Pero detrás de esta peculiar tradición de cantar en español, existe una historia que mezcla cultura japonesa, futbol sudamericano y hasta un vínculo inesperado con México.
¿Por qué el Cerezo Osaka tiene nombre en español?
La historia se remonta a los años 90, cuando nació oficialmente la J-League.
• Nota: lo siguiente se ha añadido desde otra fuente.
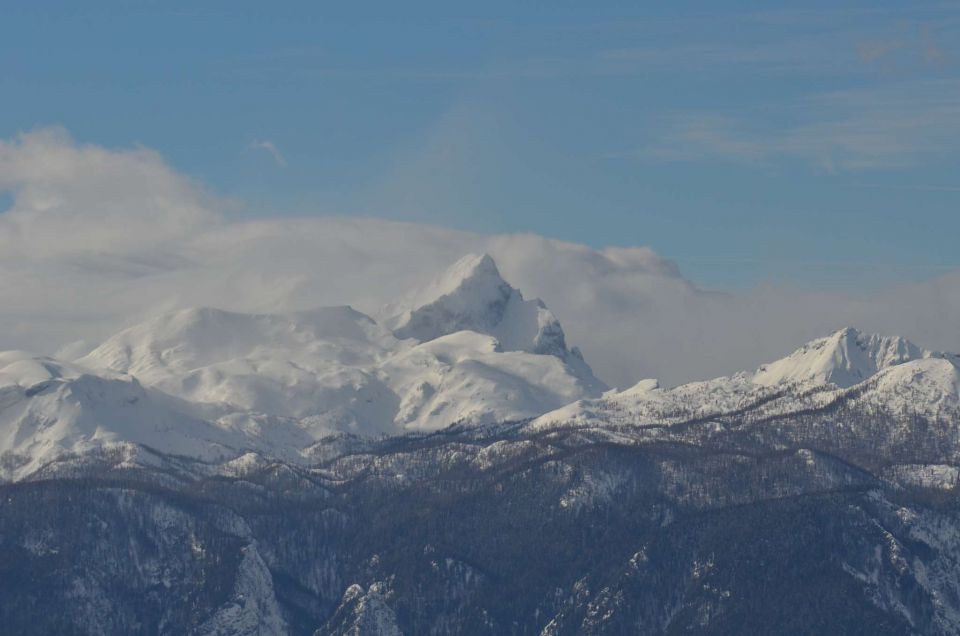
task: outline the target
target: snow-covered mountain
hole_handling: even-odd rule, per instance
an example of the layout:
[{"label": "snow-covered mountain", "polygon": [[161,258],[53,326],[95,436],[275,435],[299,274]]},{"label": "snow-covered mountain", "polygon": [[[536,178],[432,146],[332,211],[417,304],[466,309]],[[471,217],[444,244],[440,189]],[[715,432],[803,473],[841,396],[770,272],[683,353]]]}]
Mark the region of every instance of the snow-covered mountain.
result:
[{"label": "snow-covered mountain", "polygon": [[544,414],[532,426],[670,424],[757,405],[768,415],[790,413],[821,408],[850,395],[888,412],[935,417],[948,409],[960,414],[960,357],[848,327],[753,373],[674,388],[661,387],[654,379],[641,380],[624,391]]},{"label": "snow-covered mountain", "polygon": [[[301,461],[266,449],[225,462],[98,449],[97,435],[118,426],[163,443],[164,414],[178,402],[130,376],[84,379],[76,366],[6,354],[3,404],[33,409],[35,429],[80,424],[76,439],[90,441],[74,447],[89,451],[82,457],[0,484],[3,572],[15,582],[0,603],[4,625],[18,634],[64,625],[250,636],[957,634],[958,360],[911,347],[903,359],[851,353],[857,342],[879,351],[870,345],[879,340],[835,334],[756,373],[674,389],[647,380],[529,423],[325,438]],[[456,382],[445,372],[460,408],[472,395],[486,409],[490,392],[509,386],[486,367],[528,377],[543,368],[515,365],[562,364],[499,350],[476,331],[403,342],[385,375],[485,360]],[[770,383],[770,367],[791,374]],[[833,367],[865,379],[841,386],[828,380]],[[224,426],[249,444],[275,430],[231,417],[232,428],[172,426]]]},{"label": "snow-covered mountain", "polygon": [[504,351],[565,358],[559,321],[540,299],[524,300],[503,280],[487,254],[470,254],[409,299],[384,308],[383,321],[399,338],[427,342],[458,331],[494,336]]},{"label": "snow-covered mountain", "polygon": [[349,307],[198,308],[130,327],[74,362],[3,354],[0,452],[23,463],[131,442],[290,458],[332,433],[516,421],[606,389],[546,306],[524,300],[489,256],[459,261],[399,305],[385,320],[395,331]]},{"label": "snow-covered mountain", "polygon": [[469,256],[386,320],[349,307],[276,315],[190,309],[77,361],[207,407],[296,418],[315,432],[435,430],[522,419],[605,387],[539,300]]},{"label": "snow-covered mountain", "polygon": [[485,256],[380,321],[189,309],[0,353],[3,624],[958,633],[960,358],[844,329],[604,391]]},{"label": "snow-covered mountain", "polygon": [[888,367],[932,355],[900,337],[864,334],[847,327],[761,366],[753,382],[764,386],[784,382],[829,383],[846,388]]}]

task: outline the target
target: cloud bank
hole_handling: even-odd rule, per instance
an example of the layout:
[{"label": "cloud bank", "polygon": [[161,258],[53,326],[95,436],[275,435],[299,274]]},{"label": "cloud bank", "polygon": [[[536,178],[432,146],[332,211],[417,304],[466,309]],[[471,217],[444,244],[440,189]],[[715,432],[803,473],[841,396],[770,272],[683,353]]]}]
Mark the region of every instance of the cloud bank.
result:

En ese proceso, los antiguos equipos corporativos japoneses tuvieron que abandonar nombres empresariales, para adoptar identidades relacionadas con sus ciudades.
El club, que en ese tiempo era conocido como Yanmar Diesel, originario de Osaka, decidió inspirarse en el símbolo más representativo de la región: la flor de cerezo o sakura, pero en lugar de utilizar la palabra japonesa, eligieron el término en español: “Cerezo”.
Desde ese entonces, el idionma español quedó ligado a la identidad del Cerezo Osaka, incluso las mascotas oficiales recibieron nombres inspirados en el idioma: Lobby y Madame Lobina, derivados de la palabra “lobo”.
¿Cómo nació la tradición de cantar en español en Cerezo Osaka?
Con el paso de los años, la afición del Cerezo Osaka comenzó a adoptar elementos típicos de las barras sudamericanas. Instrumentos de percusión, trompetas y cánticos inspirados en Argentina, Uruguay y México comenzaron a formar parte del ambiente en el estadio.
De hecho, este fenómeno explotó en 2014 con la llegada del delantero uruguayo Diego Forlán, ganador del Balón de Oro del Mundial de Sudáfrica 2010. Su fichaje atrajo la atención de medios y aficionados de América Latina, quienes descubrieron que en Japón existía una hinchada que literalmente alentaba en español.
Actualmente, los aficionados adaptan canciones para jugadores como Solomon Sakurawa o Thiago Andrade, reforzando esa identidad latina que distingue al club dentro del futbol asiático.
¿Qué relación tiene México con esta historia?
Aunque la influencia sudamericana ha sido clave, México también ocupa un lugar especial en la historia del club y del futbol japonés. Durante los Juegos Olímpicos de Mexico 1968, Japón ganó la medalla de bronce en futbol, y la figura de aquella selección fue Kunishige Kamamoto, leyenda histórica del antiguo Yanmar Diesel, precursor del actual Cerezo Osaka.
Además, con el paso de clubes mexicanos por torneos internacionales en Japón, las barras japonesas quedaron fascinadas con el ambiente generado por aficiones de equipos como Club América y el Monterrey.
Un fenómeno que rompe fronteras
Hoy, el Cerezo Osaka no solo representa a una ciudad japonesa; también se ha convertido en un símbolo de cómo el futbol puede mezclar idiomas, culturas y tradiciones en una misma tribuna. Mientras millones de usuarios siguen compartiendo videos de los cánticos en redes sociales, surge una pregunta inevitable: ¿podría el Cerezo Osaka tener una de las aficiones más originales del mundo?